Troppo generico è così apparso il comunicato dei «patriarchi e dei capi delle chiese a Gerusalemme», dunque delle diverse confessioni cristiane. Un testo di «immorale ambiguità linguistica», secondo l’ambasciata di Israele presso la Santa sede. Che in modo sferzante lo ha collegato con un convegno in corso all’università Gregoriana sul significato dei documenti di Pio XII per i rapporti tra ebrei e cristiani: «Qualche decennio dopo, c’è chi non ha ancora imparato la lezione del recente oscuro passato».
A condannare l’attacco terroristico sono stati invece due cardinali di peso: il segretario di stato Pietro Parolin, intervenuto all’apertura del convegno in Gregoriana, e più chiaramente il francescano Pierbattista Pizzaballa, patriarca latino di Gerusalemme, appena rientrato in sede. Il comunicato – ha spiegato – è stato pubblicato «quando non si aveva ancora piena coscienza di quello che stava accadendo», ed «è chiaro che questa barbarie non ha alcuna giustificazione».
Durissima si è aggiunta la condanna di tutte le confessioni religiose presenti in Ucraina. L’organismo che le rappresenta ha così denunciato l’«attacco brutale e ingiustificato da parte dei militanti del movimento terroristico Hamas allo stato e al popolo di Israele» e lo ha esplicitamente accostato alla «drammatica situazione che l’Ucraina ha subito e sta tuttora subendo» per l’aggressione russa: civili uccisi, attacchi missilistici, ostaggi catturati.
L’attuale ventaglio di posizioni e la difficoltà delle confessioni cristiane e della Santa sede di fronte a un conflitto intermittente che risale a quasi un secolo fa si spiegano con la storia lunghissima e drammatica della patria ebraica sin dall’età ellenistica e romana. Alla cristianizzazione della «terra santa» di età costantiniana – ma già dal 170 meta di pellegrini – seguirono una nuova sacralizzazione di Gerusalemme, terza città islamica dopo Mecca e Medina, le crociate, il dominio ottomano, i mandati delle potenze occidentali, la nascita e la storia dello stato di Israele dopo la Shoah.
È una storia intricata e dolorosa quella della terra di Israele e della Palestina. Alle visioni religiose – variegate e affascinanti – dei tre monoteismi che si richiamano ad Abramo e guardano alla fine dei tempi sempre si sono intrecciati interessi politici, guerre, fondamentalismi distruttivi e intolleranti, tanto che i cristiani sono oggi ridotti ai minimi storici.
Non per caso il primo viaggio internazionale di un papa dopo l’età napoleonica fu nel 1964 a Gerusalemme e nei luoghi santi. Poi, dopo Montini sono tornati Wojtyła, Ratzinger, Bergoglio.

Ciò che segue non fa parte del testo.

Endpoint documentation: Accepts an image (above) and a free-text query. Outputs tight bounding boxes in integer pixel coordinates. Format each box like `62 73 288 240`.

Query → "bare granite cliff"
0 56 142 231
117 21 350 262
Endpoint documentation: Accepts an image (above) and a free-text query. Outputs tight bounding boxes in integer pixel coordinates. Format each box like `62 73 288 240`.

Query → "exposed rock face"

Con visioni diverse ma alla ricerca di una coesistenza con gli altri cristiani, con gli ebrei – l’ebraismo è per san Paolo la «radice santa» – e con i fedeli musulmani. Coesistenza che appare oggi quasi impossibile ma che non deve rinunciare a domandare «pace per Gerusalemme», come cantano ebrei e cristiani in un salmo.